Hi Peter and Marc,
On 9/29/22 7:50 PM, Gavin Shan wrote:
On 9/29/22 12:52 AM, Peter Xu wrote:
On Wed, Sep 28, 2022 at 09:25:34AM +0100, Marc Zyngier wrote:
On Wed, 28 Sep 2022 00:47:43 +0100,
Gavin Shan <gshan@xxxxxxxxxx> wrote:
I have rough idea as below. It's appreciated if you can comment before I'm
going a head for the prototype. The overall idea is to introduce another
dirty ring for KVM (kvm-dirty-ring). It's updated and visited separately
to dirty ring for vcpu (vcpu-dirty-ring).
- When the various VGIC/ITS table base addresses are specified, kvm-dirty-ring
entries are added to mark those pages as 'always-dirty'. In mark_page_dirty_in_slot(),
those 'always-dirty' pages will be skipped, no entries pushed to vcpu-dirty-ring.
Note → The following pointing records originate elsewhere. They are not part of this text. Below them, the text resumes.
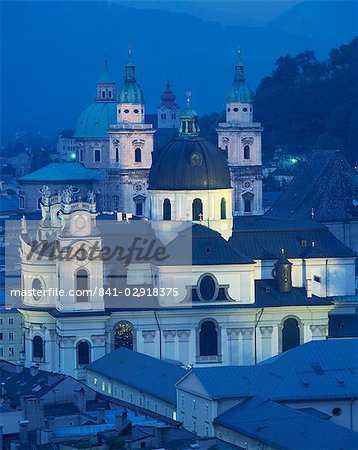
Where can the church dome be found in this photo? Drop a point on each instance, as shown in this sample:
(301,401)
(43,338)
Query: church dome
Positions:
(239,91)
(131,92)
(96,119)
(190,164)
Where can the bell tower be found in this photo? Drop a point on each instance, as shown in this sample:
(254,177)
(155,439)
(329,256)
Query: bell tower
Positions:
(131,145)
(240,138)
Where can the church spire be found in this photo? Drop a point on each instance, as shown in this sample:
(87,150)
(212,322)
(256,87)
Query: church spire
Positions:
(189,120)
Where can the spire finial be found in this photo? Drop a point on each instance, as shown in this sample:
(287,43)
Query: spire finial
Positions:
(188,95)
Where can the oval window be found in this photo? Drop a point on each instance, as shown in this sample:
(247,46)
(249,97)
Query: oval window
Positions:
(207,288)
(37,289)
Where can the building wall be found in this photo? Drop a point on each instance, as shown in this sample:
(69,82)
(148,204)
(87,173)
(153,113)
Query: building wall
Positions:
(10,335)
(129,394)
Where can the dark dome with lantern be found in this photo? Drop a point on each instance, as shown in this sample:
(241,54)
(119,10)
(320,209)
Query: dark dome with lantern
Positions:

- Similar to vcpu-dirty-ring, kvm-dirty-ring is accessed from userspace through
mmap(kvm->fd). However, there won't have similar reset interface. It means
'struct kvm_dirty_gfn::flags' won't track any information as we do for
vcpu-dirty-ring. In this regard, kvm-dirty-ring is purely shared buffer to
advertise 'always-dirty' pages from host to userspace.
- For QEMU, shutdown/suspend/resume cases won't be concerning
us any more. The
only concerned case is migration. When the migration is about to complete,
kvm-dirty-ring entries are fetched and the dirty bits are updated to global
dirty page bitmap and RAMBlock's dirty page bitmap. For this, I'm still reading
the code to find the best spot to do it.
I think it makes a lot of sense to have a way to log writes that are
not generated by a vpcu, such as the GIC and maybe other things in the
future, such as DMA traffic (some SMMUs are able to track dirty pages
as well).
However, I don't really see the point in inventing a new mechanism for
that. Why don't we simply allow non-vpcu dirty pages to be tracked in
the dirty *bitmap*?
From a kernel perspective, this is dead easy:
diff --git a/virt/kvm/kvm_main.c b/virt/kvm/kvm_main.c
index 5b064dbadaf4..ae9138f29d51 100644
--- a/virt/kvm/kvm_main.c
+++ b/virt/kvm/kvm_main.c
@@ -3305,7 +3305,7 @@ void mark_page_dirty_in_slot(struct kvm *kvm,
struct kvm_vcpu *vcpu = kvm_get_running_vcpu();
#ifdef CONFIG_HAVE_KVM_DIRTY_RING
- if (WARN_ON_ONCE(!vcpu) || WARN_ON_ONCE(vcpu->kvm != kvm))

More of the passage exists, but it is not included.